As state and local governments grapple with budget deficits brought on by the economic recession, some are blaming immigrants particularly undocumented immigrants. According to this flawed reasoning, if the tax contributions of immigrants in general, or undocumented immigrants in particular, don't cover the costs of the public services they utilize in a single year, then immigrants must be a financial "burden" on the majority of taxpayers.
However, by this measure, nearly all native-born children, retirees and unemployed workers also qualify as economic "burdens." A realistic accounting of the economic "value" of a person must include the contributions made over a lifetime as a worker, consumer and taxpayer. Yet most of the studies that claim to demonstrate that immigrants are a net "cost" to the economy usually rely on one-year "snapshots" of the immigrant population that fail to account for the incomes and tax contributions of immigrants over time. Most such studies count the education and care of the U.S.-born children of immigrants as "costs" incurred by immigrant households, even though these same children are classified as "natives" when they are taxpaying adults. And few of these studies consider economic contributions such as consumer purchasing power and the formation of businesses, which create new jobs and generate additional tax revenue.
The economic contributions of immigrants, and their children, come in many forms in California.
The California Immigrant Policy Center estimates that the state's immigrants pay $30 billion in federal taxes, $5.2 billion in state income taxes, and $4.6 billion in sales taxes each year.

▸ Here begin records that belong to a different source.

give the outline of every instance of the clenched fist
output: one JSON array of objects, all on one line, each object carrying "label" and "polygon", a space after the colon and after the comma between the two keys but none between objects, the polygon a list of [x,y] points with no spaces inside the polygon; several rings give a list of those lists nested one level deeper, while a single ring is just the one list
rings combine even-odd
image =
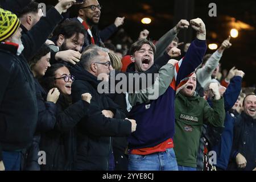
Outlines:
[{"label": "clenched fist", "polygon": [[48,102],[52,102],[54,104],[56,104],[59,96],[60,92],[58,89],[56,88],[53,88],[49,90],[46,100]]},{"label": "clenched fist", "polygon": [[176,32],[180,31],[180,29],[188,28],[189,23],[185,19],[181,19],[175,26]]},{"label": "clenched fist", "polygon": [[135,131],[136,127],[137,127],[137,124],[134,119],[125,118],[125,119],[130,121],[131,123],[131,133]]},{"label": "clenched fist", "polygon": [[206,39],[206,29],[204,22],[199,18],[193,19],[190,20],[191,27],[197,32],[197,38],[204,40]]},{"label": "clenched fist", "polygon": [[241,76],[242,78],[245,76],[245,73],[241,70],[237,70],[235,72],[235,76]]},{"label": "clenched fist", "polygon": [[82,100],[85,101],[85,102],[90,104],[90,100],[92,99],[92,95],[89,93],[83,93],[81,97],[82,98]]},{"label": "clenched fist", "polygon": [[169,52],[168,52],[168,55],[171,57],[176,57],[180,56],[181,54],[180,49],[176,47],[172,48]]}]

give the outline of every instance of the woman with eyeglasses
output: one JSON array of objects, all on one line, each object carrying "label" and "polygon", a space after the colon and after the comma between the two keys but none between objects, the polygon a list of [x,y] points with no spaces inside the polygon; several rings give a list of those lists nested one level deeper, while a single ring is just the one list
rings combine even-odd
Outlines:
[{"label": "woman with eyeglasses", "polygon": [[53,64],[46,72],[40,83],[46,90],[57,89],[60,94],[56,102],[56,122],[52,128],[42,133],[40,149],[46,154],[46,165],[41,170],[72,170],[76,144],[75,127],[88,114],[92,96],[81,95],[81,100],[71,104],[71,86],[74,77],[61,64]]},{"label": "woman with eyeglasses", "polygon": [[[24,170],[72,169],[75,148],[73,128],[87,114],[91,99],[89,94],[85,93],[81,101],[71,105],[69,97],[74,78],[63,64],[51,67],[49,59],[50,49],[44,44],[30,61],[35,80],[38,119],[33,143],[26,153]],[[46,165],[43,160],[39,164],[39,151],[46,152]]]}]

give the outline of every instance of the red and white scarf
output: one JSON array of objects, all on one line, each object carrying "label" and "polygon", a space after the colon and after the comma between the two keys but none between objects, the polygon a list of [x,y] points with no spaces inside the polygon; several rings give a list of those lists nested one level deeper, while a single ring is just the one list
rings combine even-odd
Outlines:
[{"label": "red and white scarf", "polygon": [[92,44],[95,44],[94,39],[93,38],[93,36],[92,35],[92,31],[90,31],[90,28],[89,28],[88,25],[87,24],[86,22],[85,21],[84,21],[84,20],[81,18],[80,17],[77,17],[77,19],[79,20],[79,22],[82,23],[84,27],[85,28],[86,31],[88,32],[89,35],[90,36],[90,42],[92,43]]}]

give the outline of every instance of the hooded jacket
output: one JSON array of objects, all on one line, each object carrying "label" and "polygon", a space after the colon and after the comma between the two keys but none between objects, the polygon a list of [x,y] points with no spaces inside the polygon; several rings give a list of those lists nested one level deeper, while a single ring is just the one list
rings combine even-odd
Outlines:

The Selig Center for Economic Growth calculates that the purchasing power of Latino and Asian consumers in California totaled $412 billion in 2008 nearly one-third of the state's total purchasing power.
The U.S. Census Bureau found that California businesses owned by Latinos and Asians constituted more than one-quarter of all businesses in the state as of 2002, employing 1.2 million people and generating sales and receipts of $183 billion.

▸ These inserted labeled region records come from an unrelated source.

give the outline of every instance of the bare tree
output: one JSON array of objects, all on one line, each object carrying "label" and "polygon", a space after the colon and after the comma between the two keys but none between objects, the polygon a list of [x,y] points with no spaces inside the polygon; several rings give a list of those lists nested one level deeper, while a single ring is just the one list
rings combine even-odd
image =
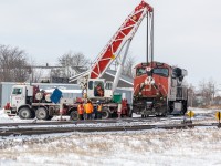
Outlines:
[{"label": "bare tree", "polygon": [[0,81],[24,82],[29,79],[30,65],[25,52],[18,48],[0,45]]}]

When it comes to undocumented immigration, there is another crucial economic question: What would cost more, deporting 12 million undocumented immigrants, or offering them a pathway to legal status? The "deport them all" option would cost hundreds of billions of dollars and remove workers, taxpayers, and consumers from the economy during a recession. A legalization program would increase the tax contributions and purchasing power of formerly undocumented workers and consumers, while avoiding the economic and human costs of large-scale deportations. Which of these alternatives makes the most economic sense?
Walter Ewing is a senior researcher at the Immigration Policy Center in Washington, D.C.